Première étape d'une tournée africaine de trois jours qui le conduira mercredi en Côte d’Ivoire, puis au Ghana jeudi, Emmanuel Macron s'est adressé à la jeunesse du continent depuis le Burkina Faso ce mardi. Il a prôné un changement de méthode et la fin du statu quo entre la France et les pays africains.

Emmanuel Macron durant son discours à l'Université de Ouagadougou au Burkina Faso le 28 novembre 2017.
Emmanuel Macron durant son discours à l'Université de Ouagadougou au Burkina Faso le 28 novembre 2017. © AFP / LUDOVIC MARIN

Le président a prononcé ce mardi midi un discours très attendu depuis l'université de Ouagadougou, au Burkina Faso. Le chef de l'Etat s'est exprimé durant plus d'une heure et demie, devant 800 étudiants, avant de se prêter au au jeu des questions-réponses dans une ambiance tendue. Avant l'intervention présidentielle, des manifestants ont dressé des barricades et incendié des pneus sur la voie menant à l'université de la capitale burkinabée en scandant des slogans tel que "A bas l'exploitation de l'Afrique par l'Occident".

"Changement de méthode"

Emmanuel Macron a prôné un "changement de méthode" et exposé son désir de tourner la page de la colonisation, "un passé qui doit passer" marqué de "crimes incontestables".

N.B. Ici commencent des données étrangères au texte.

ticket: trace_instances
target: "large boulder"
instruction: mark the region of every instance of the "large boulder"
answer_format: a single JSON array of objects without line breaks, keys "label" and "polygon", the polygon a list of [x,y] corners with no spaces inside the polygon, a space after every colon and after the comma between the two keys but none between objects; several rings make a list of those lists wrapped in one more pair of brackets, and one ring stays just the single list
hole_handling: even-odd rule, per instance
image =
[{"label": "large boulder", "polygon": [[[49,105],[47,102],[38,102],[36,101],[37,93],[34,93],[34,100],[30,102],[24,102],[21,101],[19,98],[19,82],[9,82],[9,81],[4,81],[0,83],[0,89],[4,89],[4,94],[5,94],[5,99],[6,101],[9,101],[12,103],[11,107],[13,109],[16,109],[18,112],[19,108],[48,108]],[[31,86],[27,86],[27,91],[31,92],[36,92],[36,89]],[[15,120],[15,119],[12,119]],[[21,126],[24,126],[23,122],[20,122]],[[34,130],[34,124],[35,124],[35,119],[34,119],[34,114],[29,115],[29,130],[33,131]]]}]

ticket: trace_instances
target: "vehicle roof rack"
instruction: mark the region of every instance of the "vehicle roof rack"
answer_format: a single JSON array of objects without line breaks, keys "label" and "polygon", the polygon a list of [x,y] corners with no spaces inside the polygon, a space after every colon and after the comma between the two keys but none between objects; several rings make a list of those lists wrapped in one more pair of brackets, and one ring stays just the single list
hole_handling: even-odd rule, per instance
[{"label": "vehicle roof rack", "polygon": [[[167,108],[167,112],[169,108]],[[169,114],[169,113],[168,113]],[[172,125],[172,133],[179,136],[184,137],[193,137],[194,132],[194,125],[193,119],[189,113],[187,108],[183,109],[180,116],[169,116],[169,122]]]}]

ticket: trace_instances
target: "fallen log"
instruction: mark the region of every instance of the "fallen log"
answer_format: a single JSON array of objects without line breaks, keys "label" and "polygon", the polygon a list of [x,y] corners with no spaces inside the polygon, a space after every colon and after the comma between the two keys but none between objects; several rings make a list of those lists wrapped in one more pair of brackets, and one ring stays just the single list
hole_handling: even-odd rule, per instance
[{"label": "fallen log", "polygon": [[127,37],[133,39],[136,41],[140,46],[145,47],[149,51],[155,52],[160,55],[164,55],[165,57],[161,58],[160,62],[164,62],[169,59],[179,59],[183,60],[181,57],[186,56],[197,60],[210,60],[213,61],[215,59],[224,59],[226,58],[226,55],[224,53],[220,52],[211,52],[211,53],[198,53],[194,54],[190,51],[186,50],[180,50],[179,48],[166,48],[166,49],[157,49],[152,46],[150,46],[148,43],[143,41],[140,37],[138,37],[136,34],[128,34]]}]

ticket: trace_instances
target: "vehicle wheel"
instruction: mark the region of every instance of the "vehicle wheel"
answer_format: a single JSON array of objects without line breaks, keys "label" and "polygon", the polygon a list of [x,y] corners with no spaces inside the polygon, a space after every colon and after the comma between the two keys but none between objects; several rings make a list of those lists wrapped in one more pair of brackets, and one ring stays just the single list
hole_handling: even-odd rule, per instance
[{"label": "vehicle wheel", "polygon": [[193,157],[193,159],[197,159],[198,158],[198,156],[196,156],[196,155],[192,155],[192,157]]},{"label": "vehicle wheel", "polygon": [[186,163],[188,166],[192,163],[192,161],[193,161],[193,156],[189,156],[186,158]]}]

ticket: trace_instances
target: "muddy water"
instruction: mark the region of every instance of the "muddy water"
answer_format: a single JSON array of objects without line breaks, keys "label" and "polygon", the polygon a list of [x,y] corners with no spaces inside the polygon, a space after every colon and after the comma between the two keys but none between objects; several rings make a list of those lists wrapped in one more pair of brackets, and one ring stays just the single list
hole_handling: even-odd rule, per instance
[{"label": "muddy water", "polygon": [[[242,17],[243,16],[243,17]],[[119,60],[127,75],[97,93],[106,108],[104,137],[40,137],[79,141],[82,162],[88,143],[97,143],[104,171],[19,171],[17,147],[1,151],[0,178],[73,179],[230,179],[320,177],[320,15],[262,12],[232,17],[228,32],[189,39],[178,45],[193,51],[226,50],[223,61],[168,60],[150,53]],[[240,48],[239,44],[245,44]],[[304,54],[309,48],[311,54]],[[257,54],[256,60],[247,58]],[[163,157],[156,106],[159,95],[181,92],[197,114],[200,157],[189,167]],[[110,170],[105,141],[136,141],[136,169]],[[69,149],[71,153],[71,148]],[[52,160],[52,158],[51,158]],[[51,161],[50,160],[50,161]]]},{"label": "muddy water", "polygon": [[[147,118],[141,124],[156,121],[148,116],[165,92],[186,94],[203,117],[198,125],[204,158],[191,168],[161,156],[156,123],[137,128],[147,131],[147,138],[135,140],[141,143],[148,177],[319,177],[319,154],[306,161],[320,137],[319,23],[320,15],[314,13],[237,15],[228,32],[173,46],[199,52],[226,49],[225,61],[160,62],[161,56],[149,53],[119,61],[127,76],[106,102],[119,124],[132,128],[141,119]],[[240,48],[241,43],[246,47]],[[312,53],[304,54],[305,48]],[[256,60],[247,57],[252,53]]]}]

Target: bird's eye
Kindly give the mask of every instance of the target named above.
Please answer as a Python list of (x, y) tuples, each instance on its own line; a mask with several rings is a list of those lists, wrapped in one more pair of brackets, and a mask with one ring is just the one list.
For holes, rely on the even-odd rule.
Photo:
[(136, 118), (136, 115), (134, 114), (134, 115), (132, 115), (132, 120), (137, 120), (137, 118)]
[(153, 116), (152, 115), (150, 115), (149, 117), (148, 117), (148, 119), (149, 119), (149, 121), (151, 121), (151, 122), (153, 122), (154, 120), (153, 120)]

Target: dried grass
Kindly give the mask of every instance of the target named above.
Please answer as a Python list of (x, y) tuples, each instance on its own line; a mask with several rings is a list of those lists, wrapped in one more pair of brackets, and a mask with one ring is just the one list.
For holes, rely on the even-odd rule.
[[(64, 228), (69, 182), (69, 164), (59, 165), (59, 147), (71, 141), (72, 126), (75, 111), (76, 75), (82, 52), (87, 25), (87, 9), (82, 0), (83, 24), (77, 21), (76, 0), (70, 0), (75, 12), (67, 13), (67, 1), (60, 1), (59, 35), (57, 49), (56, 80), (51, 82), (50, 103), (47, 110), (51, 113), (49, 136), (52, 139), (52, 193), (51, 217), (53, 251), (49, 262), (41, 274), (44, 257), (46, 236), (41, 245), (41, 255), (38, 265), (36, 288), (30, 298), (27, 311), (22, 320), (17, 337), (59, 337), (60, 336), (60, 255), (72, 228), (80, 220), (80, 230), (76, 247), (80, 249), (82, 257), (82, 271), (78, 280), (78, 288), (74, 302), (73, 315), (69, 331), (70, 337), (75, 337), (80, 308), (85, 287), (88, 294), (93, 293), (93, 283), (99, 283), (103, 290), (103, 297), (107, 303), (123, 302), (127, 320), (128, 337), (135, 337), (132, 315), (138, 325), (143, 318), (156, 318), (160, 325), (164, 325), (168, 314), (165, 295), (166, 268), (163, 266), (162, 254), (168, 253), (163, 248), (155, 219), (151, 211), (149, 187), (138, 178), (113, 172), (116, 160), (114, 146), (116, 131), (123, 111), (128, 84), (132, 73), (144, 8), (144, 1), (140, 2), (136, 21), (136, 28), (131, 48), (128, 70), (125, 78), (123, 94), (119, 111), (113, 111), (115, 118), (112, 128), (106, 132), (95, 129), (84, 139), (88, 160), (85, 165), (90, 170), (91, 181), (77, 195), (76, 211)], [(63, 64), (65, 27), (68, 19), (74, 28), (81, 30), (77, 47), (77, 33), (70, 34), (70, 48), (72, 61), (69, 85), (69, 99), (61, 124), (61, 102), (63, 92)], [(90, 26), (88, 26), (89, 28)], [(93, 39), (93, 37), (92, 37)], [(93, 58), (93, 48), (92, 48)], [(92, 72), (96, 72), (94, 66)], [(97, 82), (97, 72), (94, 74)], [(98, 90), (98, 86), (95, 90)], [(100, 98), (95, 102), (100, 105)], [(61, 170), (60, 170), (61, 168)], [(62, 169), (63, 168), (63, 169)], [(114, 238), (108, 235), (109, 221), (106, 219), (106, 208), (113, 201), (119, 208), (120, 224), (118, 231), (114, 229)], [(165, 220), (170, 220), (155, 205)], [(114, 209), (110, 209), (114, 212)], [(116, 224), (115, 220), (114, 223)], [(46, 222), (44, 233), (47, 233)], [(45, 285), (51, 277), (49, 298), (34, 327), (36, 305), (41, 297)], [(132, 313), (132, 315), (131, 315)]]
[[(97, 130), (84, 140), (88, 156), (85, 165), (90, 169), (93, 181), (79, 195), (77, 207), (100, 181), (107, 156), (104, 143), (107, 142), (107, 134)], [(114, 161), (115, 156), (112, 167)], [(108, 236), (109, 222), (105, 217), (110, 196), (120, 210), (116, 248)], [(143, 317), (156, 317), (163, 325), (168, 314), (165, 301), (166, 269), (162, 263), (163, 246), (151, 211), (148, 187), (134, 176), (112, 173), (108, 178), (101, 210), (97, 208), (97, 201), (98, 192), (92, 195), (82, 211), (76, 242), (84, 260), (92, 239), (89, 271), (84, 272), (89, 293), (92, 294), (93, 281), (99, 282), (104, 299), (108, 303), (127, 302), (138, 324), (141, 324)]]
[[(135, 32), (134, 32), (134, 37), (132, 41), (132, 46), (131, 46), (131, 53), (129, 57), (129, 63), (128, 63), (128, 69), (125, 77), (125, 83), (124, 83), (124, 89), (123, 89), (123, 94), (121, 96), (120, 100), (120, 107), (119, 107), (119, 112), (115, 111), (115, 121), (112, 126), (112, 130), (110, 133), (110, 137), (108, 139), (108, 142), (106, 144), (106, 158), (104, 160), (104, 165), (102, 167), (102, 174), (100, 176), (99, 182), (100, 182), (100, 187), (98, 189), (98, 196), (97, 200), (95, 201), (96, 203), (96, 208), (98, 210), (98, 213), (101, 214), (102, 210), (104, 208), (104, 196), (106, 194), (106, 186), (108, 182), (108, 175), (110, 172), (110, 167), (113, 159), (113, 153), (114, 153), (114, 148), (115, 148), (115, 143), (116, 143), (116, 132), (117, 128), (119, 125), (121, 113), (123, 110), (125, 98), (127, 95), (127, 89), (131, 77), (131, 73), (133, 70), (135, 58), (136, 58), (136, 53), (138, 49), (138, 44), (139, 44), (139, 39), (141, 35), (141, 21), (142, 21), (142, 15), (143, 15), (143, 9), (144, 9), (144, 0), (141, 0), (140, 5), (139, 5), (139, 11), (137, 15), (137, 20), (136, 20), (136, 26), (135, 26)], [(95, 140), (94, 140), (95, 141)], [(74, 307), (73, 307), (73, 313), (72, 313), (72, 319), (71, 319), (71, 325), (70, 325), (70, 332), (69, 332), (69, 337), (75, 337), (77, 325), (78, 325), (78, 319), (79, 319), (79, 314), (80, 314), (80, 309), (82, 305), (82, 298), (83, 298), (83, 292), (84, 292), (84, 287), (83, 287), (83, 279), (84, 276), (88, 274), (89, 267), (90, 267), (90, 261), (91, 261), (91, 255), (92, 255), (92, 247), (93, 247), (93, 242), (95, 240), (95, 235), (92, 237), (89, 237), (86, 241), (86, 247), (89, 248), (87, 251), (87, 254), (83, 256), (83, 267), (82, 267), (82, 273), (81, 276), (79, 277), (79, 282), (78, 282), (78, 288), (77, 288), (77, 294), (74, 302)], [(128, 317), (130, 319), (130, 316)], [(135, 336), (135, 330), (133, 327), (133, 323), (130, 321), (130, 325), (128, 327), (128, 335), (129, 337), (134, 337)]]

Je ne suis pas venu ici pour vous dire quelle est la politique africaine de la France. Parce qu’il n’y a plus de politique africaine de la France. Il y a une politique que nous pouvons conduire mais il y a surtout un continent que nous devons regarder en face.

Le président a appelé à une relation _"repensée, à la bonne échelle"_

"Je considère que l’Afrique est le _continent central, global, incontournable_. C’est ici que se concentrent tous les défis, que se jouera le basculement du monde", a-t-il ajouté avant de dresser la liste des grands défis qui attendent le continent : "Le terrorisme, le changement climatique qui ravage le Sahel, la démographie avec 450 millions de jeunes à insérer sur le marché du travail d’ici 2050, l’urbanisation et, enfin, la démocratie, qui reste le combat d’une grande partie de la jeunesse africaine."

Une initiative euro-africaine en Lybie

"L'éducation sera la priorité absolue du nouveau partenariat que je vous propose", a promis Emmanuel Macron, évoquant les risques de radicalisme religieux. "Je serai aux côtés de tous les chefs d’État et de gouvernement africains qui feront _le choix de la scolarisation obligatoire des jeunes filles_", a-t-il complété, précisant qu'il souhaitait que des bourses scolaires financés par la France "soient données en priorité à des jeunes filles". Pour aider les étudiants, il a promis des visas de plus longue durée, et des "passeport talents" censés permettre à un millier de jeunes supplémentaires de venir en France.

Concernant les flux migratoires, Emmanuel Macron a annoncé qu'il allait"proposer une initiative euro-africaine" pour "frapper les organisations criminelles et les réseaux de passeurs" qui exploitent les migrants subsahariens dont certains sont réduits en esclavage. "Je proposerai également que l'Afrique et l'Europe viennent en aide aux populations en danger en Libye", a-t-il ajouté, qualifiant la vente de migrants comme esclaves de "crime contre l'humanité".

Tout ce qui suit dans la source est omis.